How to Talk to a Parent Who Had a Drinking Problem
Alcoholism a Misunderstood Disease
Alcoholism is one of the most frequently misunderstood diseases. People who are addicted to alcohol feel powerless and out of control when it comes to managing their alcohol intake. They will continue drinking even when they know their behavior is having a negative impact. Even after the alcoholic has gotten treatment, it can take years for personal relationships to recover. If you are the child of a parent who had a drinking problem, keep in mind that patience is the key to rebuilding a sense of family unity. Change won't occur overnight, but it is possible.
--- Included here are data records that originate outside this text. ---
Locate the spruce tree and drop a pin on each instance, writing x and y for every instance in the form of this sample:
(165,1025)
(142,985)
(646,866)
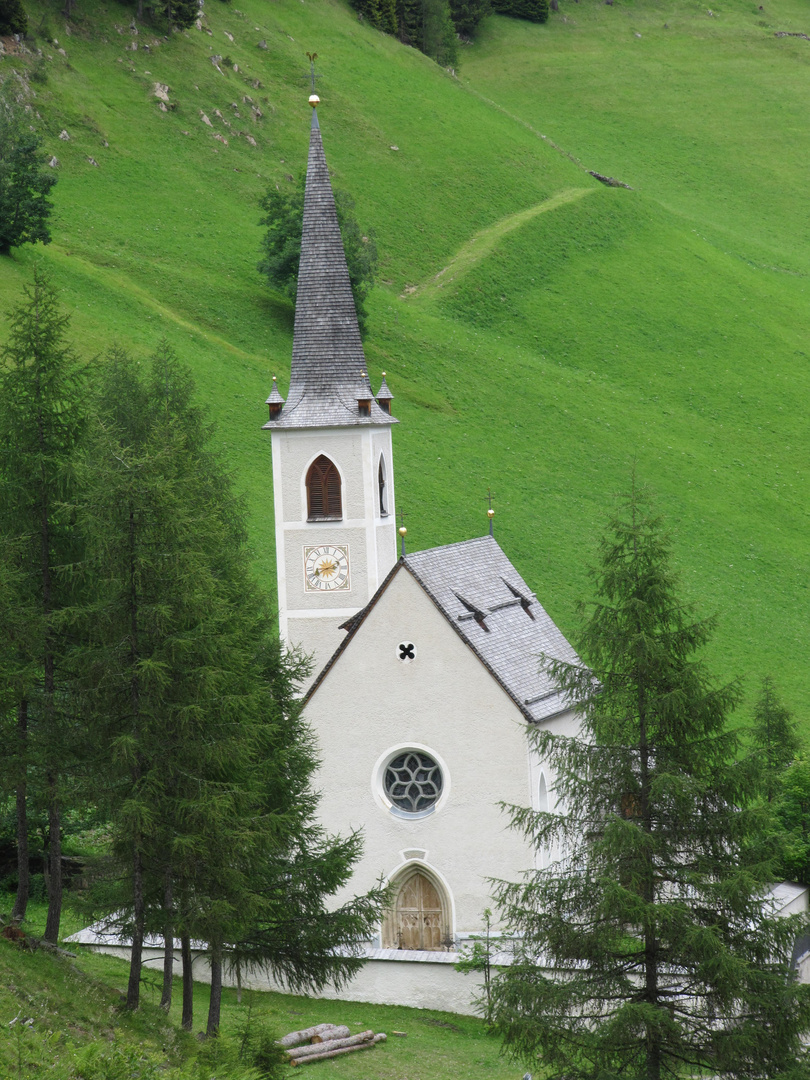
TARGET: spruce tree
(773,736)
(41,420)
(25,181)
(647,945)
(199,753)
(439,34)
(13,18)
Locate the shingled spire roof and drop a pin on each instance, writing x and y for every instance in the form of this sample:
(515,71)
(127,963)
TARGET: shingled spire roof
(327,354)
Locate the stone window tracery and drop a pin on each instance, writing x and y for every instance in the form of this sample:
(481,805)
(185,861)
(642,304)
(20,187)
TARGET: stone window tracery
(413,781)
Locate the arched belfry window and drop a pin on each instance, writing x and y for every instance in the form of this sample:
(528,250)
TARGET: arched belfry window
(324,501)
(419,917)
(382,484)
(542,795)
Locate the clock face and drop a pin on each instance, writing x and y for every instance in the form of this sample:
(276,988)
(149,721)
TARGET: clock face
(326,568)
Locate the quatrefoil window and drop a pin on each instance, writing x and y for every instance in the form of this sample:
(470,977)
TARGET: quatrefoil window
(413,781)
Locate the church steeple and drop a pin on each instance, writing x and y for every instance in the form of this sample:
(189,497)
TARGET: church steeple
(333,459)
(328,363)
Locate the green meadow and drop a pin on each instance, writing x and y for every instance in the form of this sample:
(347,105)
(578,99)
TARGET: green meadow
(80,1029)
(543,334)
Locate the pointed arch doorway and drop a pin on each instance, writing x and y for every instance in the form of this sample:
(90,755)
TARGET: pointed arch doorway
(419,917)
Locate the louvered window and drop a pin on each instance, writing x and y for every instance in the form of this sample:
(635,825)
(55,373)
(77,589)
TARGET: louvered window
(323,491)
(382,487)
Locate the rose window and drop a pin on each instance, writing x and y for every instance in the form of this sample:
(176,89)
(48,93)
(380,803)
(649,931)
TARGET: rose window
(413,781)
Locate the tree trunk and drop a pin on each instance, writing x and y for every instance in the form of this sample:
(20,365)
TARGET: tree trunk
(187,1021)
(308,1034)
(24,880)
(321,1048)
(216,989)
(54,862)
(165,1000)
(133,988)
(336,1053)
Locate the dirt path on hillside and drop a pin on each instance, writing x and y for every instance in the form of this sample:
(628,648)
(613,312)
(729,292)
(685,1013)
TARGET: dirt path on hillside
(483,243)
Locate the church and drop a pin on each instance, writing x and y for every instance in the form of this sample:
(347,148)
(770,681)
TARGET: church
(427,666)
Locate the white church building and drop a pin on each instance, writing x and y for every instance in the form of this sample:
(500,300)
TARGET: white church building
(427,666)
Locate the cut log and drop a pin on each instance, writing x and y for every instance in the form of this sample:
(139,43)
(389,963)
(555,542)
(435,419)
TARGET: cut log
(297,1037)
(335,1053)
(331,1044)
(337,1031)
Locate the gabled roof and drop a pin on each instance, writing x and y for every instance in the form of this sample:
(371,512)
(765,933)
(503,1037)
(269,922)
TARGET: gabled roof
(327,354)
(495,612)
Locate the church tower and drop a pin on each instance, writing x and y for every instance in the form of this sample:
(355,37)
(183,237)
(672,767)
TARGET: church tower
(333,466)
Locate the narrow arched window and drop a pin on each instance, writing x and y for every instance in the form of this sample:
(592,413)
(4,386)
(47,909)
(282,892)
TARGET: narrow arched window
(323,491)
(542,795)
(382,487)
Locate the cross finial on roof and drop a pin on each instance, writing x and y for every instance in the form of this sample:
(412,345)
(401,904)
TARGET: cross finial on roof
(490,512)
(312,76)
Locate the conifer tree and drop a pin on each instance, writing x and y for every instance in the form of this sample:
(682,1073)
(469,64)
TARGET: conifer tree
(13,18)
(773,736)
(647,945)
(439,34)
(25,181)
(202,761)
(41,420)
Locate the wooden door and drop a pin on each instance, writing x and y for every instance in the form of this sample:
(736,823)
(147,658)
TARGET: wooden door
(419,915)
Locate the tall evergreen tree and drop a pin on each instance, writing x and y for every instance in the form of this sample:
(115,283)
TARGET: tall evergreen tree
(25,180)
(773,736)
(202,760)
(439,34)
(41,419)
(467,15)
(647,946)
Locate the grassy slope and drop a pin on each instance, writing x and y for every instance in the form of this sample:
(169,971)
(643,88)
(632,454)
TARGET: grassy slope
(78,1002)
(663,323)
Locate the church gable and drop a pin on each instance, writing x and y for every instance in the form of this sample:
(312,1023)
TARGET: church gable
(489,606)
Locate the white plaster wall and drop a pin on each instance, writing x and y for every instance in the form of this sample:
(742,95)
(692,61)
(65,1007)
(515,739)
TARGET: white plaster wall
(447,702)
(419,985)
(370,538)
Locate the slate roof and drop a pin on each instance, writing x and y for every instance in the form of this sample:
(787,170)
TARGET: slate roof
(327,354)
(493,609)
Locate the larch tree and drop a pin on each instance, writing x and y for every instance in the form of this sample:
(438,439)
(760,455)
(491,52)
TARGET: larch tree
(200,755)
(42,395)
(647,947)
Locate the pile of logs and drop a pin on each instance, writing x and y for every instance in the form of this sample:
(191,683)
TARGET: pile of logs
(326,1040)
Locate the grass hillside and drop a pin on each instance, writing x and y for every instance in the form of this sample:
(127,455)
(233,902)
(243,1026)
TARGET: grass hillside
(79,1027)
(540,331)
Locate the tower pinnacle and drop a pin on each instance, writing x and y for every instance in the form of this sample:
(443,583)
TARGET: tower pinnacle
(328,363)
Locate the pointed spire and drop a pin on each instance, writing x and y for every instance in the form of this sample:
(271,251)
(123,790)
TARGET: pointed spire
(327,353)
(274,401)
(385,396)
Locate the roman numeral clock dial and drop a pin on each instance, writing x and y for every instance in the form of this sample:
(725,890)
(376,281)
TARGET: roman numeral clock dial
(326,568)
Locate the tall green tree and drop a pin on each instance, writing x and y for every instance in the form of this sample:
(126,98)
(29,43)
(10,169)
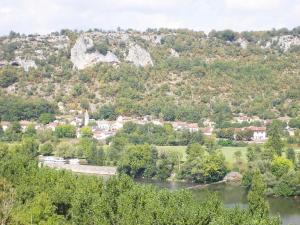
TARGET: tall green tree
(274,141)
(258,205)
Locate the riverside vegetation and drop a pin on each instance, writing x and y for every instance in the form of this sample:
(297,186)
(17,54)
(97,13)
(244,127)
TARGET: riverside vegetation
(187,76)
(33,195)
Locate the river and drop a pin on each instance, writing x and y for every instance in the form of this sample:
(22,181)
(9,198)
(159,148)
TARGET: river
(232,195)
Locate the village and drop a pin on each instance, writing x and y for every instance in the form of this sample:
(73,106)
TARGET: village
(103,129)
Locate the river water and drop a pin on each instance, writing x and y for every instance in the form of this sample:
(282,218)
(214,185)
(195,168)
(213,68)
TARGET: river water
(287,208)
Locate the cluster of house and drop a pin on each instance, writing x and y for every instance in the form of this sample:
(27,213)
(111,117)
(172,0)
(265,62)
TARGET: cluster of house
(102,129)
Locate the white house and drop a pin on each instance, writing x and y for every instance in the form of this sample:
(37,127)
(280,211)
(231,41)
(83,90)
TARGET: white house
(259,133)
(86,118)
(104,125)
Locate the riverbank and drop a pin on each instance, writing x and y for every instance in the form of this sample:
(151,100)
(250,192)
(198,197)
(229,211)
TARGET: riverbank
(84,169)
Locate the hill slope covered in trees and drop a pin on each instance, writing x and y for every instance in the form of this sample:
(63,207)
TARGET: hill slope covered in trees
(172,74)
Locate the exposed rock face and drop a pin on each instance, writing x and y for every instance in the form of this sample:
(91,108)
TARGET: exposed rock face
(81,59)
(174,53)
(139,56)
(26,64)
(287,41)
(284,42)
(243,43)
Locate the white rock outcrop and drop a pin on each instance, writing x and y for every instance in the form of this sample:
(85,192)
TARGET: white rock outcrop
(243,43)
(287,41)
(26,64)
(81,59)
(139,56)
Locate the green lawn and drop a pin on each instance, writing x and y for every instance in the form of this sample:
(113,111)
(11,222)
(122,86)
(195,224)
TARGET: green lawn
(167,149)
(228,152)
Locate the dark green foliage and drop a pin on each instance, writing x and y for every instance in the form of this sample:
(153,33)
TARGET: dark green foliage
(45,196)
(157,135)
(135,160)
(46,149)
(8,76)
(256,197)
(291,155)
(15,108)
(106,112)
(203,167)
(295,122)
(275,142)
(13,133)
(46,118)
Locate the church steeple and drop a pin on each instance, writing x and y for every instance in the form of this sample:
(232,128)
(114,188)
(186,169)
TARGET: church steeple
(86,118)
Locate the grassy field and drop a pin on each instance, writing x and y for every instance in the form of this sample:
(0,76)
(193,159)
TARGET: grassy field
(227,151)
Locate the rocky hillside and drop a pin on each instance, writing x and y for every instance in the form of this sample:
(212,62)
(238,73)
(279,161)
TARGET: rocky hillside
(175,74)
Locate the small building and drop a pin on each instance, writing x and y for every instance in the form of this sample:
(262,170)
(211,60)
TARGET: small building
(259,133)
(207,131)
(193,127)
(5,125)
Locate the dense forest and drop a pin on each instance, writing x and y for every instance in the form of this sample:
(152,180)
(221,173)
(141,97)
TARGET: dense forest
(33,195)
(215,75)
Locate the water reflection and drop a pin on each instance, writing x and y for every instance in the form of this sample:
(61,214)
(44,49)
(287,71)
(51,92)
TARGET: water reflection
(232,195)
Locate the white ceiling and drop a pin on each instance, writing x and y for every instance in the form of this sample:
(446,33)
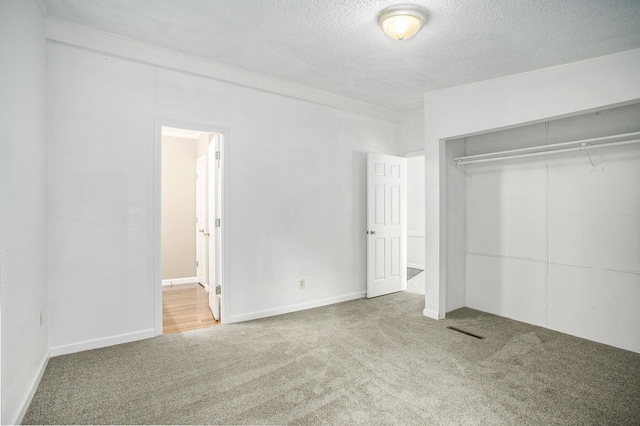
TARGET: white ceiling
(337,45)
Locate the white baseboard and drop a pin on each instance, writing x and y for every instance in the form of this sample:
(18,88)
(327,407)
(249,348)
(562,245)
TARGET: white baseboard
(294,308)
(34,388)
(176,281)
(431,314)
(101,343)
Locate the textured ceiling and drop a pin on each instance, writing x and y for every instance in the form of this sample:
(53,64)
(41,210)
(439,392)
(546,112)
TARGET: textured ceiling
(337,45)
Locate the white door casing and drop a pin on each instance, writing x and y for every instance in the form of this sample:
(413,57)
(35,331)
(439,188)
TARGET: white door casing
(201,222)
(386,224)
(214,224)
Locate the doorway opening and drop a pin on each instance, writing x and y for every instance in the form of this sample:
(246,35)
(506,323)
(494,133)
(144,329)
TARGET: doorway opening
(415,222)
(190,228)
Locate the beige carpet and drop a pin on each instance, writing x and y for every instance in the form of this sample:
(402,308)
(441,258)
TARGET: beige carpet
(373,361)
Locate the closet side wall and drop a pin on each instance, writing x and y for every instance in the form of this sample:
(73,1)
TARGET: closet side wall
(556,242)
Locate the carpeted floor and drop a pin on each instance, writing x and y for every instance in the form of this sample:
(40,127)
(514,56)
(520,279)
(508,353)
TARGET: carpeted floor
(375,361)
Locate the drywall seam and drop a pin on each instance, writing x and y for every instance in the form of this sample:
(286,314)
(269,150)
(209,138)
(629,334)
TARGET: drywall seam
(121,47)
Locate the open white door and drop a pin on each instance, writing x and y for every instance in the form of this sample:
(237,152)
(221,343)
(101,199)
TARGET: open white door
(386,224)
(214,223)
(201,224)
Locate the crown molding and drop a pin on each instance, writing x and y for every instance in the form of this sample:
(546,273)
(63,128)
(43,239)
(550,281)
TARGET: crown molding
(99,41)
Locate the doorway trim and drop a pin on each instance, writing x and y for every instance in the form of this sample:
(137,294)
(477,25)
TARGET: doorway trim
(160,122)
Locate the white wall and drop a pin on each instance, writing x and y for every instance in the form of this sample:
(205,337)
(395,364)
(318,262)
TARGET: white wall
(178,207)
(411,132)
(497,104)
(23,204)
(415,212)
(556,243)
(294,195)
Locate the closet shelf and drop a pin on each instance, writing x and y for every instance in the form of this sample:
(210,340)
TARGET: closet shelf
(579,145)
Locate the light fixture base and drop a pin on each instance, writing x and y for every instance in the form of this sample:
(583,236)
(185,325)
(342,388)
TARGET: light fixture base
(403,21)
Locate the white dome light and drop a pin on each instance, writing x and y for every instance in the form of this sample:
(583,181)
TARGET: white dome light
(402,22)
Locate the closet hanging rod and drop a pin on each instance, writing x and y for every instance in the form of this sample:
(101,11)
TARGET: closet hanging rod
(584,144)
(583,147)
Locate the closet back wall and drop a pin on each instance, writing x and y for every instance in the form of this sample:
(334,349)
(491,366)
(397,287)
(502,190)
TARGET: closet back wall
(555,241)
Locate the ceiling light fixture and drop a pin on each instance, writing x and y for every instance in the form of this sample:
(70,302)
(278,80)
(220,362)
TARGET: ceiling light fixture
(402,22)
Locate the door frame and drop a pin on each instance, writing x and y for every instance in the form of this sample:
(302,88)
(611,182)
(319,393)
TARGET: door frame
(160,122)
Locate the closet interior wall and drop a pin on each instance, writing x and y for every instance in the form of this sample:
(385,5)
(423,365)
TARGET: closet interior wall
(552,240)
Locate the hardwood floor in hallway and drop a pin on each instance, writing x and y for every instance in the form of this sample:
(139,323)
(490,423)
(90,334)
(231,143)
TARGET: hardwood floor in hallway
(185,307)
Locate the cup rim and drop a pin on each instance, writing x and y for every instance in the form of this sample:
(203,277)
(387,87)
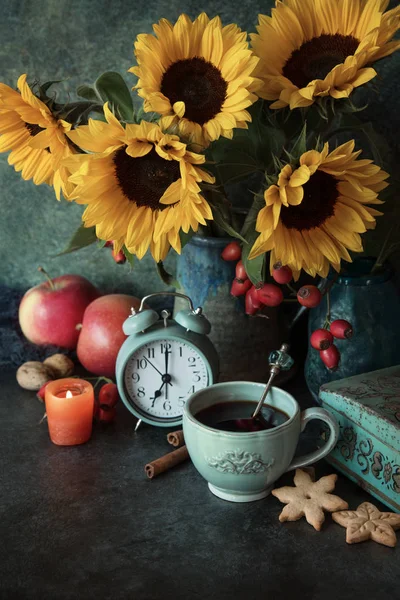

Make sure you have accurate information. Recovering from alcoholism is a long and difficult journey that can be hard to understand if you've never had a drinking problem yourself. If you are trying to talk to a parent who had a drinking problem, it's a good idea to familiarize yourself with the basics of his treatment. Most residential treatment programs have resources to educate family members about the recovery process and there are a number of Web sites that explain how Alcoholics Anonymous works.
Get support for yourself. Although treatment programs for recovering alcoholics get the majority of media attention, it's important to realize there are resources available for friends and family members of alcoholics as well. Al-Anon and Alateen are two of the best known support groups, but there are also many online forums for people who don't feel comfortable attending an in-person meeting.
Let go of the past. Alcoholics can be hard to live with, so it's likely your parent has caused you a great deal of hurt during your childhood. However, in order to move forward with the relationship, you'll need to be able to let go of this past anger and resentment. Finding a creative outlet to express your feelings, such as writing in a journal, is often useful in this process.
Ask about a family history of alcoholism. It's not something you should bring up in the early stages of recovery, but you will want to ask your parent about a family history of alcoholism at some point. This is information that can help you make informed choices about your own drinking and become more aware of potential problems that could someday affect your children.